Canadians have an average broadband download rate of 11.3 Mbps, while LTE can achieve theoretical download speeds of up to 150 Mbps to Mobile Devices. These speeds create a huge opportunity to access information from the cloud at the blink of an eye. Anyone who uses a CRM on a daily basis has experienced what I call the “Starbucks Lag”, referring to the loading delay caused by too many people on a WIFI network. With speeds that LTE provides, the user will not be able to tell the difference between files accessed locally, or from the cloud. For example, with LTE you can download a 2 hour movie within a few minutes, and download an MP3 in just seconds.

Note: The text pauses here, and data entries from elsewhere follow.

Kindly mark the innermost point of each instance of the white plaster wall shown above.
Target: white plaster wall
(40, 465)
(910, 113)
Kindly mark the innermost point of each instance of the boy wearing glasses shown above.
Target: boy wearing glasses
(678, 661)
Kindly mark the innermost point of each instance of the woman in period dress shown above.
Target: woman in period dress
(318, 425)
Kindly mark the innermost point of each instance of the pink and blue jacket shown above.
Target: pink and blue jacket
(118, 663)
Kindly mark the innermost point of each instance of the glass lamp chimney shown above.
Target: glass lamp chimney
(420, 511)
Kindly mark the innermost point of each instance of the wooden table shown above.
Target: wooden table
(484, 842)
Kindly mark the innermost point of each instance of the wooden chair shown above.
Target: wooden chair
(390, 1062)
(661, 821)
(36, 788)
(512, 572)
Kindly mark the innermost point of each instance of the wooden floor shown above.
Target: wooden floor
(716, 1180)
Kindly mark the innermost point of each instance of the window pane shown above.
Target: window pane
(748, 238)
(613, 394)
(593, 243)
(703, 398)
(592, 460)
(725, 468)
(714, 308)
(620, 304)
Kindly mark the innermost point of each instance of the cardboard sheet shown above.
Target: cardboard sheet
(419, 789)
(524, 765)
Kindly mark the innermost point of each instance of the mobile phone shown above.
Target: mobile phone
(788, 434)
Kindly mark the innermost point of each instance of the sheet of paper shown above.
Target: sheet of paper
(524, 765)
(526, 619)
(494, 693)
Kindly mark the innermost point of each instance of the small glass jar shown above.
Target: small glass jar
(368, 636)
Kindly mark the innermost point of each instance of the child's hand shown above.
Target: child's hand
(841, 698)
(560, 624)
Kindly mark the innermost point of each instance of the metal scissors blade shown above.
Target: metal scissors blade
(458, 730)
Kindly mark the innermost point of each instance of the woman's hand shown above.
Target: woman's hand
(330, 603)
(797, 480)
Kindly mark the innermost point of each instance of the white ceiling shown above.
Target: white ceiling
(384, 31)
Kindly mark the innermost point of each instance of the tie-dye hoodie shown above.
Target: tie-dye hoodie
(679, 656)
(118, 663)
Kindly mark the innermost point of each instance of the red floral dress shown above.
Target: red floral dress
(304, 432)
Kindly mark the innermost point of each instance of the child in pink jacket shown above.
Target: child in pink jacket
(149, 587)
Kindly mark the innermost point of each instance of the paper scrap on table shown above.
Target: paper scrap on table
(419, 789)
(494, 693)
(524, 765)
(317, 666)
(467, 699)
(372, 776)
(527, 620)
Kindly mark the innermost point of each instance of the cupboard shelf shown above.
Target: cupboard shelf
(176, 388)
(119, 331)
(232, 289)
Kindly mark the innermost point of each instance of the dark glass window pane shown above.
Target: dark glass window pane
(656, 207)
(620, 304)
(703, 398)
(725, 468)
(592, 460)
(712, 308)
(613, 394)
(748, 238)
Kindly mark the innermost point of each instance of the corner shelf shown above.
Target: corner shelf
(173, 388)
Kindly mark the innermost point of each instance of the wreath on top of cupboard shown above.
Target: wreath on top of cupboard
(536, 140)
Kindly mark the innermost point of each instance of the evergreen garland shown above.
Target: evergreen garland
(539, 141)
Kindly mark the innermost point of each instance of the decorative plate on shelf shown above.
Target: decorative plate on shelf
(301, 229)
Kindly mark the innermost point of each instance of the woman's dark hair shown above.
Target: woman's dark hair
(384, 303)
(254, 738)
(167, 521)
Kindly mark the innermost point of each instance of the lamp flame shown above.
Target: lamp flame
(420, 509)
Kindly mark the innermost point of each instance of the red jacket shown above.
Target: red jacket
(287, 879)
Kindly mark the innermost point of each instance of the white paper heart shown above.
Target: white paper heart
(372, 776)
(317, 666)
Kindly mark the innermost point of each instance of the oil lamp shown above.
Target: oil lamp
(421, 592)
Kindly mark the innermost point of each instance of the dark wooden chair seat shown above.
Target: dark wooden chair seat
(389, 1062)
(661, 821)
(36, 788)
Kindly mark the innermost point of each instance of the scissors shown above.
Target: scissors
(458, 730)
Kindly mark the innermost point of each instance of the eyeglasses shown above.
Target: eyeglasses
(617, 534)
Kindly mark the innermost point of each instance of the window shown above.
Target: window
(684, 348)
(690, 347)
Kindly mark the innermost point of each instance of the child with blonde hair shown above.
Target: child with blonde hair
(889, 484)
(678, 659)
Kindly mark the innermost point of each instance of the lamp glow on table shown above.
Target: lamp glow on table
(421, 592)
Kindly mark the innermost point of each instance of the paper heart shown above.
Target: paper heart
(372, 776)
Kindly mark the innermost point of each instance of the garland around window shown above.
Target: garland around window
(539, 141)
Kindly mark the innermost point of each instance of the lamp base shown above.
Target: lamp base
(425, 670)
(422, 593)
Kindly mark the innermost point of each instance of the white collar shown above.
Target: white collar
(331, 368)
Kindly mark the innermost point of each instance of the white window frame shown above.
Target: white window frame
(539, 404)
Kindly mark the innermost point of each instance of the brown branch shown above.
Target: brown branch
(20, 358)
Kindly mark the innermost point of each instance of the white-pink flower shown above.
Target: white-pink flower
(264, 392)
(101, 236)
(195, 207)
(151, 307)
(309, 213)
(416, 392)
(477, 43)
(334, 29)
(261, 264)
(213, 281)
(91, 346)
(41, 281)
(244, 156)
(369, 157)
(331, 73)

I have the iPhone 5, and have always been a huge fan of the Skype application for both PC and iPhone. For less than $5 a month, I get unlimited North American calls to phone lines. With the new LTE network, I am tempted to get rid of my voice plan completely. When comparing the Skype and Phone applications on the iPhone, the dial pads look identical, so why not just run all of my outgoing calls through my data package? I work in Business Development and have a hybrid meeting model between remote and on site, so I use the GoTo Meeting App religiously. I have noticed that with the new LTE speeds, I have confidence that GoTo meetings and conference bridges will run seamlessly during and travel time will not affect my productivity.

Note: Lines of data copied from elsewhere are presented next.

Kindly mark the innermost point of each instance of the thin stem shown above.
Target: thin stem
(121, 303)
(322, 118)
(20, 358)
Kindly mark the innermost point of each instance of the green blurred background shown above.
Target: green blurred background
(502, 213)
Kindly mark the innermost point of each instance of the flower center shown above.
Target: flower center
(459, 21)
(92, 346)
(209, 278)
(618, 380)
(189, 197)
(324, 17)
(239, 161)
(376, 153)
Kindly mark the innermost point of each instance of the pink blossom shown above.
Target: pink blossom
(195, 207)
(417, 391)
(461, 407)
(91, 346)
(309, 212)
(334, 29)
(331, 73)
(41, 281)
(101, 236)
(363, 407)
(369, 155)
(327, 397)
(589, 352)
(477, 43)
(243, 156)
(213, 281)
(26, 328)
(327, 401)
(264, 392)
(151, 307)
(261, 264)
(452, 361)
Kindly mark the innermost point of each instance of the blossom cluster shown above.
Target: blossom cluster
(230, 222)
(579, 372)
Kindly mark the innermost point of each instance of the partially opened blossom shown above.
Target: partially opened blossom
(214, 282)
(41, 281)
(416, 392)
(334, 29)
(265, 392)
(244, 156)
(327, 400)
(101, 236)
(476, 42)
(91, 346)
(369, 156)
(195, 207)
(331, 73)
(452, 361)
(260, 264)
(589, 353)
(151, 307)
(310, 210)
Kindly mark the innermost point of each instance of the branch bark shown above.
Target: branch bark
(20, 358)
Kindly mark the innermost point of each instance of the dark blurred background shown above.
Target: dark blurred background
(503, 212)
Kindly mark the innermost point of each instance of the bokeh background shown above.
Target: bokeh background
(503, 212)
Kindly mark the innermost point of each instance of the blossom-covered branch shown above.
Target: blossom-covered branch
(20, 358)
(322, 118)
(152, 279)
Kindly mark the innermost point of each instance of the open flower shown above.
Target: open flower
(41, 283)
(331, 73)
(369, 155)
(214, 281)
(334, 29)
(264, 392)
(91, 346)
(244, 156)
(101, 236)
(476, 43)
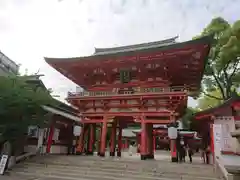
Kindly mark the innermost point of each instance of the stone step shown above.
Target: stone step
(112, 162)
(111, 171)
(117, 169)
(109, 175)
(53, 167)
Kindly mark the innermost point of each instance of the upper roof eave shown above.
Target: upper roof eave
(205, 39)
(136, 46)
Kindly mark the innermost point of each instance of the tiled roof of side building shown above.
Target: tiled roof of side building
(234, 98)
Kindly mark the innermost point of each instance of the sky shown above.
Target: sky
(33, 29)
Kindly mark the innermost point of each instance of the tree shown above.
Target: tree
(222, 71)
(206, 102)
(21, 106)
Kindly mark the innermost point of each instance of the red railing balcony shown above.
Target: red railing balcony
(136, 91)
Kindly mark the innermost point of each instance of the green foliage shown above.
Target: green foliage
(206, 102)
(20, 106)
(222, 72)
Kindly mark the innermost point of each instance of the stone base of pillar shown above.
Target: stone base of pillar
(78, 153)
(112, 153)
(144, 157)
(90, 153)
(101, 154)
(174, 159)
(119, 154)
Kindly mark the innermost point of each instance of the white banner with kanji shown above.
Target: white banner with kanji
(227, 126)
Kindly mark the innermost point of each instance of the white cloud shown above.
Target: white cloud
(32, 29)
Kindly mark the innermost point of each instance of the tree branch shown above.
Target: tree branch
(219, 84)
(211, 96)
(234, 70)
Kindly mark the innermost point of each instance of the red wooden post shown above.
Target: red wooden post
(80, 143)
(143, 140)
(154, 142)
(99, 140)
(91, 140)
(173, 148)
(50, 138)
(212, 143)
(119, 141)
(113, 138)
(103, 138)
(150, 141)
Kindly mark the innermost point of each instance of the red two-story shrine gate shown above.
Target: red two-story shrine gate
(145, 83)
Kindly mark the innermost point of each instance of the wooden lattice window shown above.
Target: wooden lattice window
(125, 76)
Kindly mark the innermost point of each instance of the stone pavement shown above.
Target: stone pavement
(59, 167)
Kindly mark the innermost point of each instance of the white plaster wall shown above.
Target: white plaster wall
(231, 124)
(232, 160)
(30, 148)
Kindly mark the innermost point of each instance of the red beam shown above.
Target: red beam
(205, 116)
(147, 113)
(130, 97)
(92, 121)
(146, 84)
(155, 121)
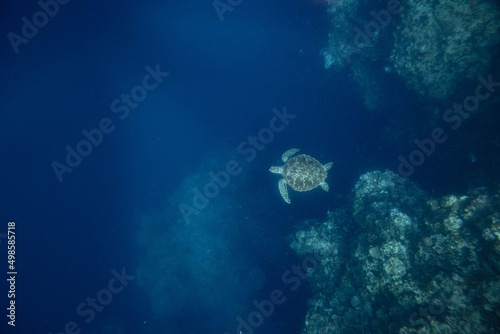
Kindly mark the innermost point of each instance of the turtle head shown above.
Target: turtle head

One of the coolest innovations I have seen was on the new Verizon commercial, demonstrating how cloud computing can save lives. (http://www.ispot.tv/ad/7wsp/verizon-powerful-answers-firefighters) In summary, they have leveraged cloud technologies and designed a protective display for firefighters to wear, which gives them vision in any circumstance.
As more data is stored in the cloud, the hardware costs for computers and devices will go down, making information more accessible for developing countries. We have seen this in India with the Aakash, a $35 dollar tablet running on android designed to connect link 25,000 collages and 400 universities in an e-learning program. (http://tech2.in.com/features/tablets/aakash-2-indias-low-cost-tablet-dream-come-true/656122) The speed with which these technologies are improving is exponential, so when I think forward 10 years from now, I imagine the day where we will access everything from the cloud, including a cell phone’s operating system. Who knows, maybe someday cell phone devices become carrier agnostic. Instead of buying a Rogers iPhone with iOS preloaded, maybe we will just be buying a low cost screen that streams everything. At that point, all you have to do is purchase the licenses for whichever OS you want from Apple, Android, or heck, maybe even give the new BB10 a shot.
Overall, I am excited to see the future of how we access applications as Internet and wireless speeds increase. My predictions might be a bit far-fetched, but I still remember my sister yelling at me because our dial up Internet connection was blocking the phone line…and that was only 10 years ago.